In many cases, importing data into LabPlot for further analysis and visualization is the first step in the application:

LabPlot supports many different formats (CSV, Origin, SAS, Stata, SPSS, MATLAB, SQL, JSON, binary, OpenDocument Spreadsheets (ods), Excel (xlsx), HDF5, MQTT, Binary Logging Format (BLF), FITS, NetCDF, ROOT (CERN), LTspice, Ngspice) and we plan to add support for even more formats in the future. All of these formats have their reasons for existence as well as advantages and disadvantages. However, the performance of reading the data varies greatly between the different formats and also between the different CPU generations. In this post, we’ll show how long it takes to import a given amount of data in four different formats – ASCII/CSV, Binary, HDF5, and netCDF.

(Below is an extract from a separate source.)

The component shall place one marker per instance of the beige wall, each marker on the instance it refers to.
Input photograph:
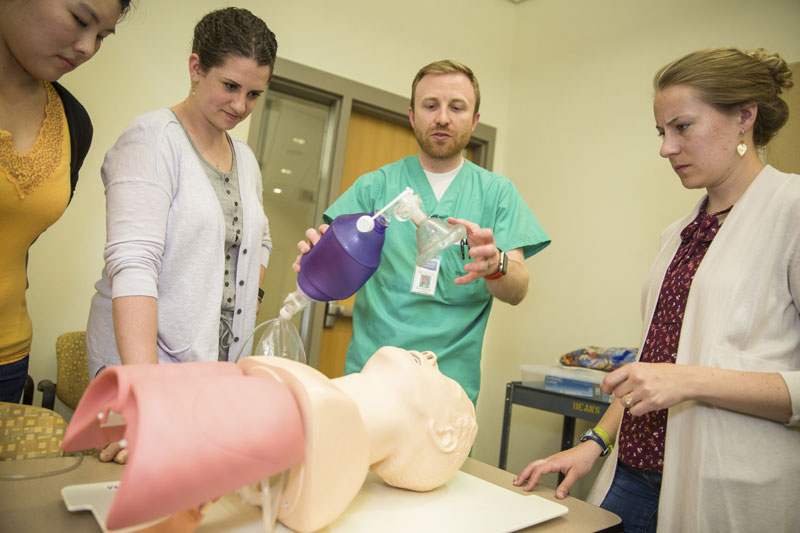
(567, 84)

This post is not about promoting any of the formats, nor is it about doing very sophisticated measurements with different amounts and types of data and extensive CPU benchmarking. Rather, it’s about what you can (roughly) expect in terms of performance on the new and not so new hardware with the current implementation in LabPlot.

For this exercise, we import the data set with 1 integer column and 5 columns of float values (Brownian motion for 5 “particles”, one integer column for the index) with 50 Millions of rows which results into 300 Millions of numerical values:

We take 6 measurements for each format, ignore the first measurement, which is almost always an outlier due to the disk cache in the kernel and results in faster file reads on subsequent accesses, and calculate the averages:

As expected, the file formats that deal with binary representation internally (Binary, HDF5, NetCDF) provide significantly better performance compared to ASCII, and this difference becomes larger the slower the CPU is. The performance of HDF5 and NetCDF is almost the same because the newer version of NetCDF is based on HDF5.

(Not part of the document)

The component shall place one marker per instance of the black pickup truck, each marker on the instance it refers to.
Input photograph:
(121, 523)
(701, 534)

The implementation in the data import code is straightforward. Ignoring for a moment the complexity with the different options affecting the behavior of the parser, different data types and other subleties, once everything is set up it’s just a matter of iterating over the data, parsing it and converting it into the internal structures. The logic inside the loop is fixed, and a linear behavior with respect to the total number of values to read is expected. This expectation is confirmed using the same CPU (we took the fastest CPU from the table above) and varying the total number of rows with the fixed number of columns:

The performance of the import is even more critical when dealing with external data that is frequently modified. In order to provide a smooth visualization in LabPlot for such “live data”, it’s important to optimize all steps involved here, like the import of the new data itself, as well as the recalculation in the algorithms (smoothing, etc.) and in the visualization part. For the next release(s), we’re now working to further optimize the implementation to handle more performance-critical scenarios in the near future. The results of these activities, funded by the NLnet grant, will be the subject of a dedicated post soon.